Les mensonges sur les pénuries se sont succédés quand, une fois encore, le sens commun faisait, partout dans le pays, se lever le doigt des usagers des transports en commun, des personnels accueillants dans les musées, des caissières, des électeurs invités à se rendre aux urnes en plein milieu du chaos : si le danger existe, comment, pourquoi, nous laisse-t-on à ce point démunis, exposés ? Après des semaines de dénis, – sur l’absence de masques, de tests, de lits, de médecins, d’aides-soignants, de politique préventive (pourquoi ne met-on pas en quarantaine les personnes contaminées ?) -, la vérité a émergé. Rude, cruelle, implacable. Le libéralisme, les économies faites sur les secteurs fondamentaux du vivre-ensemble dans une vision moderne du progrès humain (santé-éducation-justice), ont mis notre pays dans ce dénuement que les personnels soignants dénonçaient en vain depuis des années, et l’a contraint à un confinement généralisé, impensable, qui précarise-fragilise des millions de gens, et promet des désastres à venir. Les plus faibles vont trinquer.

LA FABLE DE L’UNION NATIONALE

Nous ne sommes pas sortis d’affaire que les patrons et les partisans du marché appellent à l’effort, au sursaut, à l’intérêt supérieur. De quoi parle-ton ? De rattraper les recettes évanouies. Des décrets sont passés en urgence pour se donner tous les moyens. Même pas honte !

Des aides sont orientées pour maintenir le bateau à flot ? Les banques (et les assurances) doivent « jouer le jeu » (l’imploration bien naïve de notre grand timonier), mais de plus en plus d’entreprises se voient refuser les soutiens promis. Demander aux principaux bras armés du système d’intégrer dans leur logiciel la notion de solidarité nationale, même adossée sur une garantie d’état de 90% (donc de nous tous) ? Dans ce pays, tout le monde, les jeunes et les plus démunis notamment, le savent depuis longtemps, la finance joue et jouera d’abord ses intérêts au mépris de celui de tous. Même pas honte !

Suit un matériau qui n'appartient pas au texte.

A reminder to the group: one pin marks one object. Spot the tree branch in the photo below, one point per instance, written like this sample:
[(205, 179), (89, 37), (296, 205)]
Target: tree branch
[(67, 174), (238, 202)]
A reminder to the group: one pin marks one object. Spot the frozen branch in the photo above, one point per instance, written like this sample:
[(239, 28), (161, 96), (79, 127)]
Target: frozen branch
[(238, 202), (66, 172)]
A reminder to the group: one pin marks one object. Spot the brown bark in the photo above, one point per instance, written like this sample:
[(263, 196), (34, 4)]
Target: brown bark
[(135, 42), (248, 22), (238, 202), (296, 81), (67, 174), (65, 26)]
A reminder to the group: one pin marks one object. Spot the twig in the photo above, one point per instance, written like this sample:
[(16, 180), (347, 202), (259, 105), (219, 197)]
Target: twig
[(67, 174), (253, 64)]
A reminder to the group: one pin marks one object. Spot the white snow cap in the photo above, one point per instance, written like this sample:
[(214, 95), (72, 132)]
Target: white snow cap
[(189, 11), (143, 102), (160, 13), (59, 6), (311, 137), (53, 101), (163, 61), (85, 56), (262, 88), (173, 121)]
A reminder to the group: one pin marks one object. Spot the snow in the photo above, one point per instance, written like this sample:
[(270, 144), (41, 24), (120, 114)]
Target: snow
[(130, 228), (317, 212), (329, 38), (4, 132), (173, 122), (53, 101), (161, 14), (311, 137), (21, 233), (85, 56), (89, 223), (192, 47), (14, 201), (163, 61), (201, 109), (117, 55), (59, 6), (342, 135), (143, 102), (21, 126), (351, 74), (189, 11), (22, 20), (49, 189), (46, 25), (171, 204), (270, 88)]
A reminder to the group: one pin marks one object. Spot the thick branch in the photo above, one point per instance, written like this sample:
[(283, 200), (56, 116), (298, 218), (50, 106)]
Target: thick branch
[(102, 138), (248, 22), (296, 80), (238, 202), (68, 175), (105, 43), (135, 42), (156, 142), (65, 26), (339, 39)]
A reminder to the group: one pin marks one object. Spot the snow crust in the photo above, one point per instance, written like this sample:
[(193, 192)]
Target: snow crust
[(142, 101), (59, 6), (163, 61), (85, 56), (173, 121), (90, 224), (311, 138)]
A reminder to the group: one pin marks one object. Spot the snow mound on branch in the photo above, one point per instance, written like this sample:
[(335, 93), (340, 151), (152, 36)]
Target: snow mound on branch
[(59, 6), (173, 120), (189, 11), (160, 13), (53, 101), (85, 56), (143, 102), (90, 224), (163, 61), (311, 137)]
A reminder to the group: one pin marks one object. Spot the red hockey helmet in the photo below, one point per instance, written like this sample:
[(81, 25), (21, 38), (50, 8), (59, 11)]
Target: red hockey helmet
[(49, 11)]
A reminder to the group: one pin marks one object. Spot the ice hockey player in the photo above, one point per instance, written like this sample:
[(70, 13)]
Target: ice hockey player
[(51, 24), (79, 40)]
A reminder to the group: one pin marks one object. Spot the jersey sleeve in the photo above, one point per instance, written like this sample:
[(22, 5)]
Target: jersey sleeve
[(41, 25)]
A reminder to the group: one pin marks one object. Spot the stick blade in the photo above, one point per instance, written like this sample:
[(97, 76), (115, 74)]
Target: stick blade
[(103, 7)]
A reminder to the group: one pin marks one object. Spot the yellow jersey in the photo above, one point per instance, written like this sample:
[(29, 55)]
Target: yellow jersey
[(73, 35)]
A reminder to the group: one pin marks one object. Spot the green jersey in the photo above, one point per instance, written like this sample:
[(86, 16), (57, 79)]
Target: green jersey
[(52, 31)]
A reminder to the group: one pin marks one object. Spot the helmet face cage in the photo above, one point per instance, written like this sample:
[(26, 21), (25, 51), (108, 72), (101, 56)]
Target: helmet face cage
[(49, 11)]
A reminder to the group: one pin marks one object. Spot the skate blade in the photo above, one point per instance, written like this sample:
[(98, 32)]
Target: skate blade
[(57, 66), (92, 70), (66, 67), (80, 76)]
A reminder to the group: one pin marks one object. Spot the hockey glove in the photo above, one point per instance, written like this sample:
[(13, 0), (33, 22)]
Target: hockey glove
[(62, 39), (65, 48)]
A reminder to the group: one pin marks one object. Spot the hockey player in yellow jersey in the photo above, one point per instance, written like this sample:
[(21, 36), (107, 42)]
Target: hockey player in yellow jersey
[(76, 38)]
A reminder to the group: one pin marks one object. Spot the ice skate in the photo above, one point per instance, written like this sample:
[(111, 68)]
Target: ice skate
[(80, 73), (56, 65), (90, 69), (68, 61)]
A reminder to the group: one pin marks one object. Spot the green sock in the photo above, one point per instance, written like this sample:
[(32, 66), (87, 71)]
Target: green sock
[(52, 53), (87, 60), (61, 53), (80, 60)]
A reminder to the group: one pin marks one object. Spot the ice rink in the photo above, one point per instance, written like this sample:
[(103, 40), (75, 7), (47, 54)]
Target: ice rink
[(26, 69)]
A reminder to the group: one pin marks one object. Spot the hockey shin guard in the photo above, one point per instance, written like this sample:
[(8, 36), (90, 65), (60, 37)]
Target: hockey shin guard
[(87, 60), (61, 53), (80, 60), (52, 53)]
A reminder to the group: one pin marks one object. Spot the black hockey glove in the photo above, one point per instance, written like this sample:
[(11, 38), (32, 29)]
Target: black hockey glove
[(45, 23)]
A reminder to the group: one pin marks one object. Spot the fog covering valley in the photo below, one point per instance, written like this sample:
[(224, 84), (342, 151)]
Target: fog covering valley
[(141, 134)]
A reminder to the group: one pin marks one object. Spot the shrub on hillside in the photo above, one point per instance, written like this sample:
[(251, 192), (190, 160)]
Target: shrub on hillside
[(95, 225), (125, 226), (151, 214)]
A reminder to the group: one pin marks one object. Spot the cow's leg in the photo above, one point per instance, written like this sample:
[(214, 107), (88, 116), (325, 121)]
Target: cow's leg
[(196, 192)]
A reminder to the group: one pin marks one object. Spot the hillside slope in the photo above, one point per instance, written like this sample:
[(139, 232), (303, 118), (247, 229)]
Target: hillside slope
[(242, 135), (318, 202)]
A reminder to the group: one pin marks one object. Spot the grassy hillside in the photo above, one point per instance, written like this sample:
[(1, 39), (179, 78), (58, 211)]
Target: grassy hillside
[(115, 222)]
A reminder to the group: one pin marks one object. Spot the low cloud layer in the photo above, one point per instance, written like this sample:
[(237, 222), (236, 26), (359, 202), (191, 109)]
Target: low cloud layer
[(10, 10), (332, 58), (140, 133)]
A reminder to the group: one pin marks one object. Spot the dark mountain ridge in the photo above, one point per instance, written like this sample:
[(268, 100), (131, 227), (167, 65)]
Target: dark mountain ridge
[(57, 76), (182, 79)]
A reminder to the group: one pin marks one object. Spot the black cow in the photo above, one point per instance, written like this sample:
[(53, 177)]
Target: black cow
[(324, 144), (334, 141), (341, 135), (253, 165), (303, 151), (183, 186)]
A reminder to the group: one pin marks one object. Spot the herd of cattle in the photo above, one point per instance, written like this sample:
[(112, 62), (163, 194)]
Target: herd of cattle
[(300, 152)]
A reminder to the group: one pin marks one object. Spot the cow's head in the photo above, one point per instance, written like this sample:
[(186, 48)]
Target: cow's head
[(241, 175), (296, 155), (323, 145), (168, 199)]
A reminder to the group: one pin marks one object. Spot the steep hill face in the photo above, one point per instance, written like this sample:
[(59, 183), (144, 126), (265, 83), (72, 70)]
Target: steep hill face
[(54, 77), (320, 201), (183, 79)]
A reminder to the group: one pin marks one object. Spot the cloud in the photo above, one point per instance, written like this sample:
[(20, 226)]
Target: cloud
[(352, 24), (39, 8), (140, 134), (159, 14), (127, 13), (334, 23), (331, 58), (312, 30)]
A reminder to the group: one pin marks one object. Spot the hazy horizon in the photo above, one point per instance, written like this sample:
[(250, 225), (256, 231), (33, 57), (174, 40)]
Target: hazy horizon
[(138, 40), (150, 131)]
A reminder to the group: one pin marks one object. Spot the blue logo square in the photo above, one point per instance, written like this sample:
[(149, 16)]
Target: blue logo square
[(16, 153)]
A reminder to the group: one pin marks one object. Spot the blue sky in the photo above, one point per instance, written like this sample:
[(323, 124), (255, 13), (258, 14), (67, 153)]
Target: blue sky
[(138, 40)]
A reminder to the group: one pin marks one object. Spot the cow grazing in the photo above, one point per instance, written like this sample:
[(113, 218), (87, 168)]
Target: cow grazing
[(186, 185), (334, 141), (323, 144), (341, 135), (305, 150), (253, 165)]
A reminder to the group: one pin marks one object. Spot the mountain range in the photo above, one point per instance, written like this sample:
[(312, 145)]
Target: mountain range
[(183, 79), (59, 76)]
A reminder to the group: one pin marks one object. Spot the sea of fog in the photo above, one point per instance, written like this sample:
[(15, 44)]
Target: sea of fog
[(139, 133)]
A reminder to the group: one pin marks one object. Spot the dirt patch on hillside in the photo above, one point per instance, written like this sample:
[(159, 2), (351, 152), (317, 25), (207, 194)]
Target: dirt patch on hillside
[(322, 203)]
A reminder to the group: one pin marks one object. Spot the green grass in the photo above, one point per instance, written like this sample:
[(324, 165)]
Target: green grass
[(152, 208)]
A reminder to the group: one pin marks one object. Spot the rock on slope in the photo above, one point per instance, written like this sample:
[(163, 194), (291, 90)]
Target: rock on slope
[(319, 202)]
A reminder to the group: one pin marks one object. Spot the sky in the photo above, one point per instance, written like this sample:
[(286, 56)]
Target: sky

Et tous ceux qui passent entre les mailles du filet de cette aide publique (un effort de tous pour tous, pas une généreuse offrande de nos dirigeants comme la sémantique tend à l’insinuer) sont innombrables. Les sans-contrats de travail, les auto-entrepreneurs, les ubérisés, tous ceux que ce gouvernement a éjecté encore plus que ses devanciers, méticuleusement, du cadre social pour mieux les mettre à disposition du système libéral. Même pas honte !

La dette est déjà brandie comme un épouvantail, la raison pour laquelle nous devrions tous repartir de l’avant sans poser de question, sans lever le menton : le pays va passer de 100% d’endettement à 110 voire 115% ? Le Japon, pas un pays du tiers monde, vit avec une dette de 200% du PIB. Parce que cette dette est ce que l’on appelle une dette perpétuelle, constamment renégociée sur des dizaines d’années. Et parce que les taux d’intérêts sont au plus bas, ce pays la supporte, car cela lui permet de maintenir des équipements (le Japon compte parmi les pays les plus efficaces dans la lutte contre l’épidémie), la puissance structurelle qui maintient son rang.

La loi retraite, les lois pour durcir les conditions d’accès aux allocations chômage, aux aides au logement ? Remisées sous le tapis : trop de honte !!!